Russland wird nach Ansicht des russisch-amerikanischen Ökonomen Oleg Itskhoki über Jahre an den Folgen der von Wladimir Putin angeordneten Teilmobilisierung leiden. Das Land bewege sich auf eine „demografische Katastrophe von nationaler Tragweite“ zu, sagte er dem „Spiegel“.
Eingezogen würden vor allem Männer im Alter zwischen 20 und 35 Jahren. „Das ist eine Generation, die ohnehin schon eher klein ist“, so Itskhoki. Sie umfasse wegen des Einbruchs der Geburten Anfang der 90er-Jahre schon jetzt nur halb so viele Männer wie die nächsthöhere Alterskohorte. In einigen besonders stark von Mobilisierung und Flucht betroffenen Regionen könnte die Bevölkerung in dieser Altersklasse um bis zu zehn Prozent schrumpfen, so der Ökonom.
Für die Eingezogenen bestehe eine große Wahrscheinlichkeit, nicht unversehrt aus dem Einsatz zurückzukehren. Itshoki schätzt die Wahrscheinlichkeit für Verwundung und Tod auf 60 bis 70 Prozent, ausgehend von den bisher beobachteten Verlusten von Rekruten aus den von Russland gesteuerten sogenannten „Volksrepubliken“ Donezk und Luhansk. Er erwarte zudem zwei Gewaltwellen in Russland. Die erste werde unmittelbar mit „der Rückkehr der Kämpfer aus dem Kriegsgebiet zusammenhängen“, die zweite werde das Land dann mit großer Verzögerung treffen.

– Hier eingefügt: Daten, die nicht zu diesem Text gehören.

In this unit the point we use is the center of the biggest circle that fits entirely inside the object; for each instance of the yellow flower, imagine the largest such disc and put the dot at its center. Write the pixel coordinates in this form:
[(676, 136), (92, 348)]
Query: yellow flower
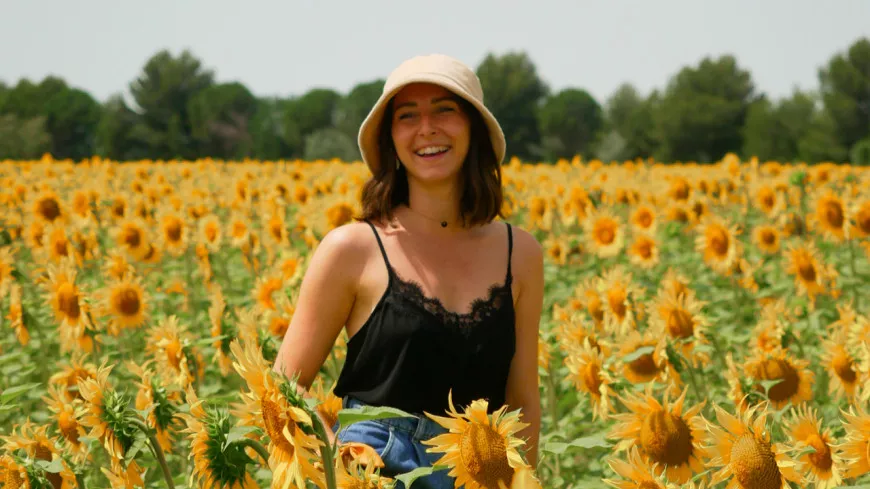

Sie hänge zusammen „mit den Waisenkindern, die ohne Väter aufwachsen müssen“. Itskhoki, geboren und aufgewachsen in Moskau, ist Professor für Wirtschaftswissenschaften an der University of California. Er wurde jüngst mit der Clark-Medaille ausgezeichnet, die von der angesehenen American Economist Association an herausragende Ökonomen im Alter unter 40 Jahren verliehen wird.
Foto: Straßenverkehr und Zugverkehr in Moskau (Russland) (dts)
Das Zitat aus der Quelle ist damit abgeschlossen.